There were few surprises in the Chancellor's first Budget: the media had been comprehensively briefed beforehand, and the initial market moves were modest. Gilt yields rose a little, but in line with rising yields across the rest of Europe. Stocks fell, but were actually outperforming weaker European markets. The pound was little changed.

The new Labour government, anxious to establish its financial credentials, will see this as a positive result. But any observers taking the UK's political discourse seriously will have been a bit bemused. Despite the very public measurings and fittings beforehand, the fiscal cloth revealed is unremarkable.

So, after all the talk of black holes and hairshirts, the reality is a net fiscal injection – that is, a modest net increase in borrowing relative to previous policies. It amounts to 0.9% of GDP in the current fiscal year, peaks at 1.4% in 2025-26, and then fades slowly to 1.1% in 2029-30.

And after all the talk of dire UK performance, and the need to rebuild a failing economy, hidden amongst the extensive fiscal embroidery is the absence of any strategy for boosting structural growth. The Green Paper on industrial policy will have to do a lot of work.

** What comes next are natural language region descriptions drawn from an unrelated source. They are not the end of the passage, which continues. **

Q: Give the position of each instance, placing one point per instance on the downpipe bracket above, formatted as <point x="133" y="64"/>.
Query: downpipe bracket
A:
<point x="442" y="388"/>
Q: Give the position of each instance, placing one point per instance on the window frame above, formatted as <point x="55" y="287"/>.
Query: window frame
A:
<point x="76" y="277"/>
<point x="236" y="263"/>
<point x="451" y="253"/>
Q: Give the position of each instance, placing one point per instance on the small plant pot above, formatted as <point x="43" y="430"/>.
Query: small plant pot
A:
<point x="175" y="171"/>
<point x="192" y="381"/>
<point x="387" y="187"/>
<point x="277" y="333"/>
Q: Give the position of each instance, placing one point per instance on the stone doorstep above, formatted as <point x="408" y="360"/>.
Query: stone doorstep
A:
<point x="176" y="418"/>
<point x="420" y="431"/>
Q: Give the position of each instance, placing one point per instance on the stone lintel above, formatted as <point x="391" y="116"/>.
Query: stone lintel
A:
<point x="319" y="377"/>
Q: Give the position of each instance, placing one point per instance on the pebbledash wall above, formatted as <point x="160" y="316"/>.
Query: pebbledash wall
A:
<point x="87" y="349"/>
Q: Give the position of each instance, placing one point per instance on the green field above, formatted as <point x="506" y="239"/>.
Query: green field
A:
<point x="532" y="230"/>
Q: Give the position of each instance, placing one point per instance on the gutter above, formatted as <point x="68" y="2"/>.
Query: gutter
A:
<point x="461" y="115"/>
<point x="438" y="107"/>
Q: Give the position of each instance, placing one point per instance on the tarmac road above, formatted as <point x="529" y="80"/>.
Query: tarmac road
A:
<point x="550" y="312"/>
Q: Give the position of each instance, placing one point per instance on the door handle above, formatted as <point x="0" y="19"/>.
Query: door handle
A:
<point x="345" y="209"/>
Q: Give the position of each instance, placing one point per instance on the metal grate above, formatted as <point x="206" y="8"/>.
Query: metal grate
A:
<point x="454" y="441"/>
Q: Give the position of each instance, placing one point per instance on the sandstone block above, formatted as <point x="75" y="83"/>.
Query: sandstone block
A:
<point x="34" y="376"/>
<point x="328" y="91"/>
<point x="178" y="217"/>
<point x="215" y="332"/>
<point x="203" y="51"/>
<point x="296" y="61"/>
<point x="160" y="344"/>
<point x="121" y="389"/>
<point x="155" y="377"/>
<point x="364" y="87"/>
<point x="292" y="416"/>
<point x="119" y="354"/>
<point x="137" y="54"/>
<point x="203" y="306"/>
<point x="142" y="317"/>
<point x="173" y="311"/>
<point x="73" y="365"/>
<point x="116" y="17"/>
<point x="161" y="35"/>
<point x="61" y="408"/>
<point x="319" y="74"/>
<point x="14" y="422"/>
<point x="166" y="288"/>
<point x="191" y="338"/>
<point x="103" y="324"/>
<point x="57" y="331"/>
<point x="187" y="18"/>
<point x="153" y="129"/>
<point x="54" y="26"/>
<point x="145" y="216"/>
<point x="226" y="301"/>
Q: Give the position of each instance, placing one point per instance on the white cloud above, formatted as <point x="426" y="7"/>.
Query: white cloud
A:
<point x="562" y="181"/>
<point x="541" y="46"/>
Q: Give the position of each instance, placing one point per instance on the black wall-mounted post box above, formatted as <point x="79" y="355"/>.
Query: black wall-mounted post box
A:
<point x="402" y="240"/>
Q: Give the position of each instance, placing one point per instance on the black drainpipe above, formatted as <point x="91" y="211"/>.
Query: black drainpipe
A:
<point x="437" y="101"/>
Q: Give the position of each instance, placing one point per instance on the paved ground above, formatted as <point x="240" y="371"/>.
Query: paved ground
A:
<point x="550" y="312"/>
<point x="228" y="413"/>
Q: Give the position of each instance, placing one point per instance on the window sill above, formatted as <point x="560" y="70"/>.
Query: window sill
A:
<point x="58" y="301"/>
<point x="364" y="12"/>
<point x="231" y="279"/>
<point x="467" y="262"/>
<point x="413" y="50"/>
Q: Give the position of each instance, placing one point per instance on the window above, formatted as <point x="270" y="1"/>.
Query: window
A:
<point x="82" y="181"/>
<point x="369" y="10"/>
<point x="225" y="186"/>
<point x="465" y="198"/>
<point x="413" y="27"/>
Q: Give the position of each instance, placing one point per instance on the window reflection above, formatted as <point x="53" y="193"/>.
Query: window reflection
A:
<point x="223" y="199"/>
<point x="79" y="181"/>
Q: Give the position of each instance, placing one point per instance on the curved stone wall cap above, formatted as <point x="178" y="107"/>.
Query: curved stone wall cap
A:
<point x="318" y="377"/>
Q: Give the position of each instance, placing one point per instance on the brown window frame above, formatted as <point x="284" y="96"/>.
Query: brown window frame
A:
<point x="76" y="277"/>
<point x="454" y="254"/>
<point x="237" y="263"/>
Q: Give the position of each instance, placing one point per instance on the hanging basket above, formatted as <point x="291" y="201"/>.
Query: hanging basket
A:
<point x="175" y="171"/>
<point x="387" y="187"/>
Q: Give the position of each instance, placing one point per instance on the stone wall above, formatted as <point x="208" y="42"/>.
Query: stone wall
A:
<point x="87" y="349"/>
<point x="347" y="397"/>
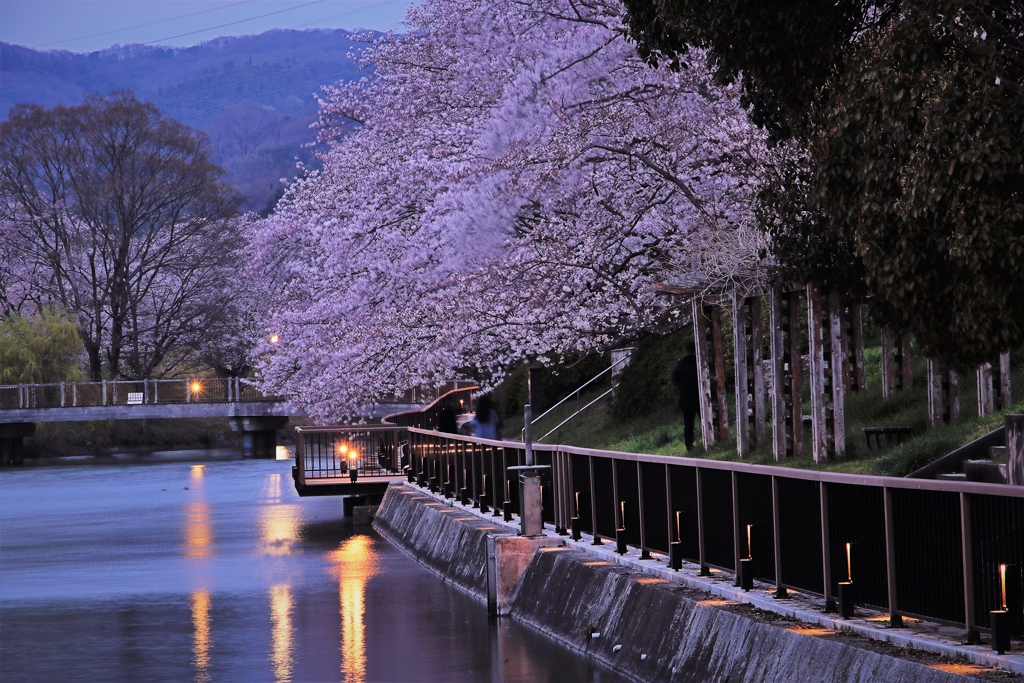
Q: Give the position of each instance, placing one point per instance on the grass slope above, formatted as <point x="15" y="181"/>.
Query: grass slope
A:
<point x="659" y="430"/>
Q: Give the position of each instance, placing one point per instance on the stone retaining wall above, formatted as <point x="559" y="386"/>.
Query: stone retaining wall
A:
<point x="644" y="627"/>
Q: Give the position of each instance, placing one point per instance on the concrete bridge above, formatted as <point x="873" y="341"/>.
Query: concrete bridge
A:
<point x="255" y="415"/>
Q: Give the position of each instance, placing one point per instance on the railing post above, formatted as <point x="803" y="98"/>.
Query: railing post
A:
<point x="825" y="548"/>
<point x="644" y="553"/>
<point x="300" y="458"/>
<point x="593" y="503"/>
<point x="614" y="497"/>
<point x="700" y="540"/>
<point x="736" y="552"/>
<point x="966" y="550"/>
<point x="895" y="619"/>
<point x="780" y="591"/>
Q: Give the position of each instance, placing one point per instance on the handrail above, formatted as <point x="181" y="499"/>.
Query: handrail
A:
<point x="579" y="389"/>
<point x="131" y="392"/>
<point x="577" y="394"/>
<point x="804" y="521"/>
<point x="576" y="414"/>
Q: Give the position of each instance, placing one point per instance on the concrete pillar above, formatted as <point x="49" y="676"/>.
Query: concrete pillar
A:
<point x="12" y="441"/>
<point x="259" y="435"/>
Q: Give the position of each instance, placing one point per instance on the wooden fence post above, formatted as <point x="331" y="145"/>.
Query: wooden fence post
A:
<point x="986" y="402"/>
<point x="934" y="392"/>
<point x="906" y="380"/>
<point x="1004" y="384"/>
<point x="858" y="378"/>
<point x="796" y="384"/>
<point x="1015" y="450"/>
<point x="840" y="376"/>
<point x="777" y="352"/>
<point x="756" y="358"/>
<point x="888" y="366"/>
<point x="704" y="373"/>
<point x="740" y="322"/>
<point x="819" y="434"/>
<point x="721" y="404"/>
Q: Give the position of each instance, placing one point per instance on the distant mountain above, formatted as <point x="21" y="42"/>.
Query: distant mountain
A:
<point x="252" y="94"/>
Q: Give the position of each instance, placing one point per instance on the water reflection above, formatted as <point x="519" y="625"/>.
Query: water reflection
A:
<point x="198" y="530"/>
<point x="281" y="633"/>
<point x="355" y="562"/>
<point x="279" y="522"/>
<point x="201" y="635"/>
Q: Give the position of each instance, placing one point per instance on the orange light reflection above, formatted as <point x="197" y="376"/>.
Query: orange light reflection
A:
<point x="201" y="635"/>
<point x="281" y="633"/>
<point x="355" y="563"/>
<point x="199" y="531"/>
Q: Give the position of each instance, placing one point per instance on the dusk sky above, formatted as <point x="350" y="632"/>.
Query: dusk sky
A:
<point x="84" y="26"/>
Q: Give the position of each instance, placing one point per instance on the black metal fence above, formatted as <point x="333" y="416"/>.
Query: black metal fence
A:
<point x="343" y="453"/>
<point x="460" y="400"/>
<point x="912" y="547"/>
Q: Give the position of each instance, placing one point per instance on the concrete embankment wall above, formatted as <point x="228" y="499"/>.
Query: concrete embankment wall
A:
<point x="648" y="629"/>
<point x="658" y="631"/>
<point x="446" y="541"/>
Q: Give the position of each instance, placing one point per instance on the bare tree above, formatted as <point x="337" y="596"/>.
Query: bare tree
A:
<point x="116" y="213"/>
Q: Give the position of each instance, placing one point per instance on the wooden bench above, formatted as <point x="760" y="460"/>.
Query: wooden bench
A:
<point x="881" y="433"/>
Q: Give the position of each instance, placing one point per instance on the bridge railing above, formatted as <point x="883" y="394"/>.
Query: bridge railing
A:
<point x="460" y="400"/>
<point x="912" y="548"/>
<point x="352" y="453"/>
<point x="129" y="392"/>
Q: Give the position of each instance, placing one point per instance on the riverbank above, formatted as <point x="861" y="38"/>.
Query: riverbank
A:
<point x="654" y="625"/>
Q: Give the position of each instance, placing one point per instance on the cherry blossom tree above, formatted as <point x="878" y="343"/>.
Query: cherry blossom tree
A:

The biggest single components of the package are (1) a multi-year increase in planned government spending, peaking at 2.6% of GDP in 2028-29, mostly comprising current rather than capital outlays; and (2) an increase in employer national insurance contributions of around 0.8% of GDP. The widely-trailed increases in capital gains and inheritance tax, the abolition of non-domicile status, the ending of the winter fuel allowance, and the imposition of VAT to private school fees, were macroeconomically insignificant.

The altered presentation of the fiscal accounts to focus on the government's net financial liabilities was also widely-trailed, but is a little pointless. The additional borrowing which it is supposed to facilitate (in practice, we'd know about the assets whether they feature explicitly in the fiscal tables or not) is inconsequential in scale and could surely have been done at the same cost without changing the definition.

The new plans show both plain vanilla government net debt (the previous focus), and net financial liabilities, more or less flatlining at 97-98% and 83-84% of GDP respectively. The former ratio than is higher than had been projected under the previous government, but by 3-4 percentage points or so: the new profile is unlikely to trouble international capital markets, which are used to seeing (for example) the US, France, Italy and Japan carrying larger debt burdens.

The bottom line is a short-term stimulus to cyclical growth and inflation risk this year and next, which if anything slightly reduces the Bank of England's room to cut interest rates (and the Office for Budgetary Responsibility is predicting, on the back of the policy changes, slightly faster growth than the Bank has been). Business may benefit a little from the extra growth, but since it will be taxed a bit more heavily – and since most of the UK's big companies make their money outside the UK anyway – UK stocks are no more attractive than they were.